У Стеллы никто не отвечает. Если Витек не позвонит и сегодня, решаю я, завтра придется ехать и спасать его от этой кожаной телевизионной Цирцеи…
Поскольку «амораловка» закончилась, а новая партия еще не прибыла, полноценно трудиться я не мог и занялся развозом выполненной работы по заказчикам. Намотавшись по Москве и получив кое-какие деньги, я заехал выпить чашечку кофе в ЦДЛ, но почти сразу же вынужден был сбежать оттуда: буквально каждый второй бросался мне навстречу и расспрашивал, куда же я подевал моего гениального друга, о котором такие замечательные вещи рассказывают Кипяткова, Ирискин, Медноструев и Горынин. Уже у самых дверей меня догнала Надюха и, нервно вытирая руки о передник, тоже спросила про Витька.
– Забудь о нем, – посоветовал я.
– Не могу…
– Понимаю! – грустно кивнул я, вспомнив про Анку. – Но это бесполезно…
– Я буду за него бороться! – вдруг с какой-то чернышевской интонацией сказанула Надюха.
– Эх ты, борчиха! – улыбнулся я, погладив ее по голове. И ушел.
Когда в половине девятого, купив на ужин пельменей и бутылку сухого вина, я вставил ключ в замок, то услышал трель телефонного звонка. Мое сердце многообещающе екнуло. И действительно, это был Витек.
– Приезжай скорее! – плачущим басом орал он.
– Ты где? Что случилось?
– Она меня по телевизору показывать везет! Через час этот… как его… э-э-фир… Прямой!
– Расслабься! Все идет по плану. Я еду! Если буду опаздывать, к телекамерам близко не подходи! И не открывай рта! Понял?
– О'кей – сказал Патрикей, – отозвался он, видимо, немного успокоившись.

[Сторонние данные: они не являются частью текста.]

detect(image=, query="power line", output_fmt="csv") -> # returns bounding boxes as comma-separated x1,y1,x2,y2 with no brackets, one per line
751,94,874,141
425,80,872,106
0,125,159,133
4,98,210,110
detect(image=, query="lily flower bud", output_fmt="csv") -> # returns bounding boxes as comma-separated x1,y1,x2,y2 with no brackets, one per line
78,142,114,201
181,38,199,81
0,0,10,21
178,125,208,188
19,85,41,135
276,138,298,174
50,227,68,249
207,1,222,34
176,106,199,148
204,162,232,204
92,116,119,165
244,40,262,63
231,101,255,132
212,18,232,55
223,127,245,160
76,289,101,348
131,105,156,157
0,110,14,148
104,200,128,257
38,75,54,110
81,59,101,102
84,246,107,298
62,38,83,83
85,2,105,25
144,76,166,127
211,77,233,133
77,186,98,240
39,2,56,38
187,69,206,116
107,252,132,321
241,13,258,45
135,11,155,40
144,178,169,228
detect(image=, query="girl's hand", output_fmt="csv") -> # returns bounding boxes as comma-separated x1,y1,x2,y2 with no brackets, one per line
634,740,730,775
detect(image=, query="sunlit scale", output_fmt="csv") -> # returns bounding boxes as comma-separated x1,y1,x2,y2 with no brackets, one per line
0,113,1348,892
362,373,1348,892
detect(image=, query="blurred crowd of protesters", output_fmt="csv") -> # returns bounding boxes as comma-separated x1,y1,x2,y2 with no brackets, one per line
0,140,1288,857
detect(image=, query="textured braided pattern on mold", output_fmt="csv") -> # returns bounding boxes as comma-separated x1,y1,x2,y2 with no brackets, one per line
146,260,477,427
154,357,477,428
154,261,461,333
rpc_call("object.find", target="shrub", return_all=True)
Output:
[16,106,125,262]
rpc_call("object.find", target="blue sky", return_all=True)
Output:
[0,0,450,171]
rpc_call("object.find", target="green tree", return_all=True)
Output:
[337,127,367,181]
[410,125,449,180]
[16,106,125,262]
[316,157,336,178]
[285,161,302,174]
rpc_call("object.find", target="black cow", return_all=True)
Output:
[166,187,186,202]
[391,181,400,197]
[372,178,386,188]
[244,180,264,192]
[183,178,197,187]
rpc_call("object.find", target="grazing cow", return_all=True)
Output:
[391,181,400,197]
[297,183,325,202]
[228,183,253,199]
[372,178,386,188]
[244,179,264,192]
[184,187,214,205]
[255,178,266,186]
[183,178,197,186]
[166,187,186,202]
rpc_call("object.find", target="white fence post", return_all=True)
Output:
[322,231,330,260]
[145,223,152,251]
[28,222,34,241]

19. КАТАСТРОФА В НОЧНОМ ЭФИРЕ
Нет, я не опоздал, я даже приехал раньше, чем они, минут на десять и, как кот ученый, бродил возле стеклянного подъезда с вращающимися дверями. В отдалении, светясь огоньками на фоне ночного неба, торчала Останкинская башня. Давно, еще будучи молодым, томимым метафорической озабоченностью поэтом, я, помнится, сочинил:
Останкино, словно огромный термометр, Торчит из горячей подмышки Москвы…
А вот Медноструев пишет в своем исследовании «Тьма», что Останкино – это ядовитый сатанинский рог, пропарывающий православные небеса. Второй рог, поменьше размерами, торчит в районе Шаболовки. Далее Медноструев поясняет, где в Москве можно обнаружить также копыта и хвост, но я забыл, где именно… Ирискин же в своем труде «Темнота» сравнивал Останкино с надменно поднятой пикой безграмотного казака, нагло въезжающего на потной кобыле в поверженный Париж – столицу европейской культуры!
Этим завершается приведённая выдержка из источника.